Through this project, the objective is to develop an inspection technology solution that enables the HDB to embark on a data-driven, predictive and proactive maintenance of assets, potentially on an island-wide scale. The project would also include the development of a drone-integrable version of the microwave scanner for high-rise inspections.
This is an ideal project to study the potential of our scanning technology with such a large-scale client like HDB, and upon successful adoption, we can replicate this model with other countries/cities also working on adopting newer technologies for smart asset maintenance.
Kindly share with us some used cased scenarios of the NDT technology across various sectors. If there is some particularly interesting application of the NDT technology in some fields, we would like to know about that as well.
Using our scanners in the infrastructure domain, we can identify sub-surface defects such as cracks, corrosion, and precursor pitting as well as embedded structural defects such as tile disbonds, delamination, and loose or broken metal brackets for facade inspections. The same scanners can be used for structural defects in concrete structures and indoor facility maintenance issues such as scanning hidden pipelines and wiring, pest and rodent infestation detection behind walls and floorings, and water leakage detection. Our solution also applies to the oil and gas, automotive, and aviation sectors for diverse structural inspections. Once the user knows the structural info of the asset, they can plan the repair work and safety measures as per the industry standards and protocols.

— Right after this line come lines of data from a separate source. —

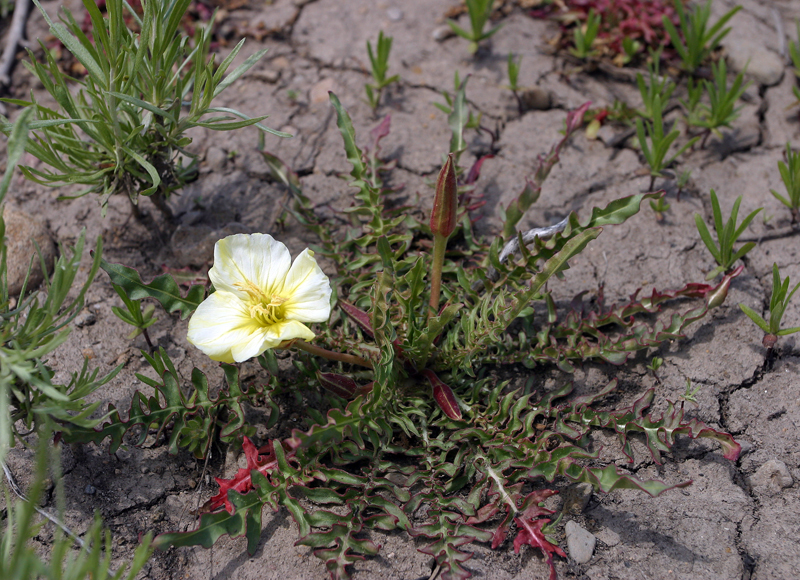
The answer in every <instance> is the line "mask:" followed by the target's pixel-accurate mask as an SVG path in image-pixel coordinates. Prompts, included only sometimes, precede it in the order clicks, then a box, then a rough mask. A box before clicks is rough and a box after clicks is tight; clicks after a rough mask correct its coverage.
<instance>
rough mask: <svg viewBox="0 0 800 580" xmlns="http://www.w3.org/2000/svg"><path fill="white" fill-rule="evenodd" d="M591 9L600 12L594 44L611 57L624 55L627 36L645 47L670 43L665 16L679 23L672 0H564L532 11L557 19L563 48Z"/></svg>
mask: <svg viewBox="0 0 800 580" xmlns="http://www.w3.org/2000/svg"><path fill="white" fill-rule="evenodd" d="M559 5H560V6H561V8H560V9H559ZM589 11H594V14H597V15H599V16H600V31H599V32H598V35H597V39H596V40H595V43H594V48H595V49H596V50H599V52H600V54H601V55H606V56H610V57H611V58H614V57H617V56H618V55H623V56H624V55H625V49H624V48H623V40H624V39H630V40H633V41H637V42H639V43H641V45H642V48H643V49H644V50H645V51H646V50H647V49H648V48H651V49H657V48H658V47H667V46H669V44H670V39H669V35H668V34H667V32H666V30H665V29H664V24H663V20H662V18H663V17H664V16H666V17H667V18H669V19H670V20H671V21H672V22H673V23H674V24H675V25H676V26H677V25H678V24H679V21H678V14H677V12H676V11H675V5H674V3H673V2H672V0H563V2H560V3H558V4H556V3H553V4H551V5H549V6H547V7H545V8H540V9H536V10H532V11H530V12H529V14H530V16H532V17H533V18H552V19H555V20H558V21H559V23H560V25H561V32H562V34H561V38H560V48H566V47H567V45H568V43H570V42H571V39H572V34H571V33H569V32H568V31H570V30H571V29H572V28H573V27H574V26H581V25H583V23H584V22H586V21H587V19H588V16H589Z"/></svg>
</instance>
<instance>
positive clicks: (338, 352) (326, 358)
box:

Five years down the line, with the latest developments in 5G technology, AR, VR, AI and ML, what are the technological innovations we could expect?
As all the technological advancements are happening in tandem, the world we live in is evolving fast. On a day-to-day basis, our human behaviour and habits of interacting with the world around us is readjusting with full scale automation and digitalization boom happening right now. The use of robotics for example has taken over a lot of industrial day to day jobs with high efficiency and accuracy, not to mention the repeatability of these tasks.
In the Built Environment sector, right from the building planning stage, people are using advanced BIMs and simulating every possibility to design highly intricate structures. AR, VR and other digital technologies are being used to experience the spaces that haven’t even been built yet. Similarly post-construction, the industry is quickly adapting automation technologies such as drones and robots for automated inspections. We are seeing AR integrated into scanning technologies. New sensors are being deployed right from the construction stage. This is a massive opportunity for companies such as WaveScan where we are developing such advanced scanner systems focused towards early stage detection of structural defects. As we are advancing and implementing ML/AI models for automated defect analysis, and later, data-driven predictive maintenance, today’s reactive behavior of inspections will eventually be replaced by need based inspections and maintenance, where we intervene and fix the buildings and infrastructure even before the anomalies have started to intensify, also prolonging the lifetime of the asset, and increasing the structural resilience with minimal downtime.
All these technologies are enabling asset owners to have complete control of their buildings and assets, which is backed by scientific data, and not assumptions or guesswork.